Host: Well, looks like you'll be doing a probate. Not much there, one retirement account, one car, and a loan you gotta pay before you distribute anything. Now I'm no lawyer, but seems like you'll have to open a probate.....geesh, unless there is someway around it, but how are you gonna sell the car and sign the title. Maybe you need a lawyer....
Caller: Thanks, I'll see what I can do.
Why I thought they'd hear me, I do not know. One, this was radio, and two, it was an archived show. But that didn't stop me: YOU NEED A SMALL ESTATE AFFIDAVIT. STATES HAVE THEM! Not only did my thoughts float into thin air, our family cat who was calming waiting for my dinner preparation to turn toward the cabinet where I keep the moist food, cocked her head in disbelief wondering what her crazy human was doing.

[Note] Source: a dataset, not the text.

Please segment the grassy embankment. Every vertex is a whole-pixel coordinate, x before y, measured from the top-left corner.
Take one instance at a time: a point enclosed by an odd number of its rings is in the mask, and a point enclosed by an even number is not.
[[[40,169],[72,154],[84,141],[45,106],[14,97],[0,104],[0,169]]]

Here in Wisconsin the form is called a Transfer by Affidavit, and can be used when a person dies owning $50,000 or less in probate assets. Probate assets are assets that have no label or beneficiary form on them indicating who gets them at the owner's death. Probate assets are distributed via will, or if no will, via state statute. All states are different, but Wisconsin is not alone in having a simple procedure to oversee the distribution of a small estate without the formality (and length and cost) of a probate proceeding.
I love my financial talk radio, especially shows focused on smart frugal living. But wow, they get a lot of calls about how to handle wills and probates. This was not the first, nor will it be the last time I holler into the air of my kitchen with my thoughts on the callers question. No one really likes a lawyer, but maybe these shows should have one on to answer questions occasionally.